Flags outliers using kmeans clustering method

Usage

xkmeans(
  data,
  k,
  exclude = NULL,
  output,
  mode = "soft",
  method = "silhouette",
  seed = 1135,
  verbose = FALSE,
  pc = FALSE,
  boot = FALSE,
  var,
  pcvar = NULL
)

Arguments

data

Dataframe to check for outliers

k

The number of clusters to be used for optimization. It should be greater than 1. For many species k should be be greater 10 to ably cater for each species search for optimal k using the different optimization methods in kmethod

exclude

Exclude variables that should not be considered in the fitting the one class model, for example x and y columns or latitude/longitude or any column that the user doesn't want to consider.

output

Either clean: for a data set with no outliers or outlier: to output a data frame with outliers.

mode

Either robust, if a robust mode is used which uses median instead of mean and median absolute deviation from median.

method

The method to be used for the kmeans clustering. Default is silhouette. Elbow method can be used but user input is required, and therefore multiple outlier detection method is not possible.

seed

An integer to fix the maintain the iterations by during the kmeans method optimisation.

verbose

To indicate messages and the default is FALSE.

pc

Whether principal component analysis will be computed. Default FALSE

boot

Whether bootstrapping will be computed. Default FALSE

var

The variable of concern, which is vital for univariate outlier detection methods

pcvar

Principal component analysis to e used for outlier detection after PCA. Default PC1

Value

Dataframe with or with no outliers.

Examples


if (FALSE) { # \dontrun{

data("efidata")

gbd <- check_names(data = efidata, colsp='scientificName', pct=90, merge=TRUE)
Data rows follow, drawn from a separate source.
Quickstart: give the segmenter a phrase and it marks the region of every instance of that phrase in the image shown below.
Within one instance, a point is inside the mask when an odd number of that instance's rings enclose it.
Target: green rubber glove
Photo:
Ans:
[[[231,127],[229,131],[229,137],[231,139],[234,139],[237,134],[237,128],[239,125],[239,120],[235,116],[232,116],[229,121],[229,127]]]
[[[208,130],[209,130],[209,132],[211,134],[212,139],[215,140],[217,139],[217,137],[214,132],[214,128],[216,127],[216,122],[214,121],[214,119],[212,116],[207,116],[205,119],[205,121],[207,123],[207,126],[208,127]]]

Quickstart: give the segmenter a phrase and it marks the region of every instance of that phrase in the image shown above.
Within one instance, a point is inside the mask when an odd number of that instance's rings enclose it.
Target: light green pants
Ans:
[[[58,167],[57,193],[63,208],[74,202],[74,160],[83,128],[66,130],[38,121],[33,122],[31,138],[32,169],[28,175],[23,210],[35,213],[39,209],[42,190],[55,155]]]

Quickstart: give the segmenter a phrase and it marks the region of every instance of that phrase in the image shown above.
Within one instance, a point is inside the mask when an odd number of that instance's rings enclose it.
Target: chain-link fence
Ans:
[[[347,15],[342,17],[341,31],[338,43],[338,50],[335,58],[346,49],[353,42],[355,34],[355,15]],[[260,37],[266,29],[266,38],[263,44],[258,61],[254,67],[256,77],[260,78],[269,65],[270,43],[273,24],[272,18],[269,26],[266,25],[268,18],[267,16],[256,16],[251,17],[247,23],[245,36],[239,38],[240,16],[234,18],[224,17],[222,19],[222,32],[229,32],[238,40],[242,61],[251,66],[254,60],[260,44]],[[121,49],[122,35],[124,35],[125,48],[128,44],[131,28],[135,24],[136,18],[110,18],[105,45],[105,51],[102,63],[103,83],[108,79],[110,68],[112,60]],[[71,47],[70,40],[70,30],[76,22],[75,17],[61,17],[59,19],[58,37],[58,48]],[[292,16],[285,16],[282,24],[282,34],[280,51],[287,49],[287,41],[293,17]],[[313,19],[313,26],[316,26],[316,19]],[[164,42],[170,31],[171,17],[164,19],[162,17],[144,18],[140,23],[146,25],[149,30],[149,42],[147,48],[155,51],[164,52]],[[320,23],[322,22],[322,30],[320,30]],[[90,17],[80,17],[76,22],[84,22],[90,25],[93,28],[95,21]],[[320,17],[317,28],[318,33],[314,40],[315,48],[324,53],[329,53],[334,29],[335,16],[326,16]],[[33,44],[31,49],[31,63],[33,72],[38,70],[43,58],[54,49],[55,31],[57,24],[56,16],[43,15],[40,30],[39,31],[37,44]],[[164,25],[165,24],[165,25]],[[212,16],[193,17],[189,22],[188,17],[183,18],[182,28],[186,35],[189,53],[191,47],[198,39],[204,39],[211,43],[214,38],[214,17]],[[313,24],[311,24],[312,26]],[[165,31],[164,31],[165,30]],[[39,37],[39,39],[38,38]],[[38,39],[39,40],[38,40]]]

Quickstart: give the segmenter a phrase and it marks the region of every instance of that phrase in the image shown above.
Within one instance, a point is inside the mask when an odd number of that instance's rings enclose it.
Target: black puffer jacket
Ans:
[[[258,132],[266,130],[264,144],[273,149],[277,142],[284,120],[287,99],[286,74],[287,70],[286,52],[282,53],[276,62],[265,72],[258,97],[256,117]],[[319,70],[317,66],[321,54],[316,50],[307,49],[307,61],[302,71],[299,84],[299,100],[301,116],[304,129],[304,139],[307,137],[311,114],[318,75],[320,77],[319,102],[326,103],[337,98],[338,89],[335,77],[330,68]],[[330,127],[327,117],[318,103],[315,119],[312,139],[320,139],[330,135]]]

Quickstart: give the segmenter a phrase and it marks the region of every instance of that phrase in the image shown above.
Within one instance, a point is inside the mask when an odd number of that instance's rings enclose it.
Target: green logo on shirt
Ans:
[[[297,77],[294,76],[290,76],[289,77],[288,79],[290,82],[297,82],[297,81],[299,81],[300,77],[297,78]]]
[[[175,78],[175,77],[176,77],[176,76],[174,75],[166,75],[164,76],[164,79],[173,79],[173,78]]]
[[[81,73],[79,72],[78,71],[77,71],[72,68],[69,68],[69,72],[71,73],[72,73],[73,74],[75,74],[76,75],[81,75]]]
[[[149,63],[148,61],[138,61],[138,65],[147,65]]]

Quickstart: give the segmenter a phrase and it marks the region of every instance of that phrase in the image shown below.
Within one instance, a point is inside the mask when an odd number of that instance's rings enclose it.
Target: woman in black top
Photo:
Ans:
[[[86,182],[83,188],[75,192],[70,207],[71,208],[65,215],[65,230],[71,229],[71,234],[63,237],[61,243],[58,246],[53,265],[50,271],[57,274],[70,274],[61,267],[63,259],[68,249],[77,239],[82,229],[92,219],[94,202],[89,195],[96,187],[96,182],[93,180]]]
danube <- system.file('extdata/danube.shp.zip', package='specleanr')

db <- sf::st_read(danube, quiet=TRUE)

wcd <- terra::rast(system.file('extdata/worldclim.tiff', package='specleanr'))

refdata <- pred_extract(data = gbd, raster= wcd ,
                        lat = 'decimalLatitude',
                        lon= 'decimalLongitude',
                        colsp = 'speciescheck',
                        bbox = db,
                        minpts = 10)

kmeansout <- xkmeans(data = refdata[['Salmo trutta']],
                      output='outlier', exclude = c('x', 'y'), mode = 'soft', k=3)
} # }